Segundo ela, a mudança exige uma revisão profunda da forma como o mercado encara diversidade. "Isso demandaria uma mudança de mindset em todo o mundo corporativo, para entender a diversidade como um valor e não como um custo".

Foi dessa ideia que nasceu a Transcendemos, empresa de consultoria especializada em diversidade e inclusão. Gabriela afirma que sempre pensou em impacto em larga escala. "Como impactar positivamente o maior número possível de pessoas? Isso necessariamente envolve a criação de um modelo de negócio", explica.

Hoje, a empresa atua em duas frentes principais: educação corporativa e consultoria estratégica. O trabalho inclui treinamentos, palestras, rodas de conversa, análises internas e desenvolvimento de campanhas voltadas para inclusão de diferentes grupos sociais.

"A gente pode entender, por exemplo, como se sentem os colaboradores de uma empresa, ou como estão os clientes que ela gostaria de atingir", explica. A partir desses dados, a consultoria ajuda a criar estratégias que podem envolver desde contratação até ações de comunicação.

Para Gabriela, um dos principais erros das empresas é tratar diversidade apenas como uma ação de marketing pontual. Ela critica iniciativas que dialogam só com os próprios grupos marginalizados, sem envolver o restante da sociedade.

"Quando a gente fala de igualdade de gênero, muitos eventos acabam atingindo só mulheres", exemplifica. "No mês do orgulho LGBT, por exemplo, isso não deve atingir só pessoas LGBTs. Pessoas não LGBTs também precisam entender a importância desse assunto".

Ela também alerta para o risco do ações como o chamado "pinkwashing", quando marcas usam pautas LGBTQIA+ só para melhorar a imagem pública -- sem mudanças concretas. Segundo Gabriela, é possível identificar empresas realmente comprometidas pela consistência e transparência das ações.
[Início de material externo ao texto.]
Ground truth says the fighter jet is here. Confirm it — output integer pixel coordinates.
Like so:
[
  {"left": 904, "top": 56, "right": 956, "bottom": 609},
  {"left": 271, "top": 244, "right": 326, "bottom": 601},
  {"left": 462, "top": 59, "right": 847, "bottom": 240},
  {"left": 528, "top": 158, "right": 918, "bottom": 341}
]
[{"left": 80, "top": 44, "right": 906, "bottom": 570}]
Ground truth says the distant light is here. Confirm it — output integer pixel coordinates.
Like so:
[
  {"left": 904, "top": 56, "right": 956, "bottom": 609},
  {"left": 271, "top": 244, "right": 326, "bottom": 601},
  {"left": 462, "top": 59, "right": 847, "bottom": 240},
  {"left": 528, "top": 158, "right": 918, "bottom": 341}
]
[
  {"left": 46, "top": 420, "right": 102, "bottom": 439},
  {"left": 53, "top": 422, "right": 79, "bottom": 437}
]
"Empresas verdadeiramente inclusivas não vão fazer uma ação só no mês da mulher ou só no mês do orgulho LGBT", diz. "São empresas que revelam seus números, seus objetivos e o que estão fazendo para alcançar essas metas".

Avanço não é linear

Ao analisar o cenário atual do mercado de trabalho, Gabriela afirma que o avanço da inclusão não acontece de maneira linear e que o ambiente corporativo reflete tensões sociais e políticas. Ela cita o crescimento de movimentos conservadores e discursos anti-diversidade nos últimos anos como um desafio importante.

"A gente está vivendo um momento delicado de alguns retrocessos", afirma. "Nenhum direito conquistado é permanente e tudo está em disputa".

Mesmo diante das resistências, ela diz continuar motivada pela possibilidade de construir um ambiente mais igualitário. "Todo mundo ganha com uma sociedade onde as pessoas são valorizadas independentemente da cor da sua pele, independentemente do seu gênero", defende.

Sobre a participação no Tempo de Mulher, Gabriela afirma que o evento representa um espaço importante de troca entre lideranças femininas. "É fundamental que a gente se entenda e se fortaleça enquanto grupo", afirma.

"Nós mulheres não somos todas iguais", diz. "Somos plurais e a nossa força vem dessa pluralidade".